수학 얘기/계산
오늘의 계산 45 - An Arc Cosine Integral
sos440
2012. 3. 21. 03:43
Today's integral is not hard to solve, but I think it is worth it relish the symmetry innate in it.
Problem.
Prove that for $0 < a < b$,
\begin{equation}
\int_{a}^{b} \arccos \left( \frac{x}{\sqrt{(a+b)x - ab}} \right) \; dx = \frac{\pi}{4} \frac{(b-a)^2}{a+b}.
\label{eqn:orig}
\end{equation}
Solution.
Let \( \alpha = \sqrt{b/a} > 1 \) and \( \beta = \frac{1}{2}(\alpha - \alpha^{-1}) \).

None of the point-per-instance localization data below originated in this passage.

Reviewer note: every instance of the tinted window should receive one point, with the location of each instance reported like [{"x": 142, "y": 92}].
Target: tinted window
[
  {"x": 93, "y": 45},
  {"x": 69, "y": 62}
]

Then by the substitution \( x = \sqrt{ab} u \), \eqref{eqn:orig} is equivalent to
\begin{equation}
\int_{\alpha^{-1}}^{\alpha} \arccos \left( \frac{u}{\sqrt{(\alpha + \alpha^{-1}) u - 1}} \right) \; du = \frac{\pi \beta^2}{\alpha + \alpha^{-1}}.
\label{eqn:var_1}
\end{equation}
Now by the substitution \( v = \sqrt{(\alpha + \alpha^{-1}) u - 1} \), \eqref{eqn:var_1} is equivalent to
\begin{equation}
\int_{\alpha^{-1}}^{\alpha} 2 v \arccos \left( \frac{v + v^{-1}}{\alpha + \alpha^{-1}} \right) \; dv = \pi \beta^2 .
\label{eqn:var_2}
\end{equation}
Now performing integration by parts, the left hand side of \eqref{eqn:var_2} becomes
\begin{equation}
\int_{\alpha^{-1}}^{\alpha} \frac{v^2 - 1}{\sqrt{(\alpha + \alpha^{-1})^2 - (v + v^{-1})^2}} \; dv = \int_{\alpha^{-1}}^{\alpha} \frac{v^2 - 1}{\sqrt{(\alpha - \alpha^{-1})^2 - (v - v^{-1})^2}} \; dv .
\label{eqn:var_3}
\end{equation}
Finally, plug \( v = w + \sqrt{1+w^2} \). Then \eqref{eqn:var_3} reduces to
\begin{equation}
\int_{-\beta}^{\beta} \frac{w\left(w+\sqrt{1+w^2}\right)^2}{\sqrt{\beta^2 - w^2}\sqrt{1+w^2}} \; dw .
\label{eqn:var_4}
\end{equation}
Now expanding the square in the numerator of \eqref{eqn:var_4}, the odd terms cancel out, yielding
\begin{equation*}
\int_{-\beta}^{\beta} \frac{2w^2}{\sqrt{\beta^2 - w^2}} \; dw .
\end{equation*}
This integral is easily calculated by the substitution \( w = \beta \sin\theta \), verifying the identity as desired.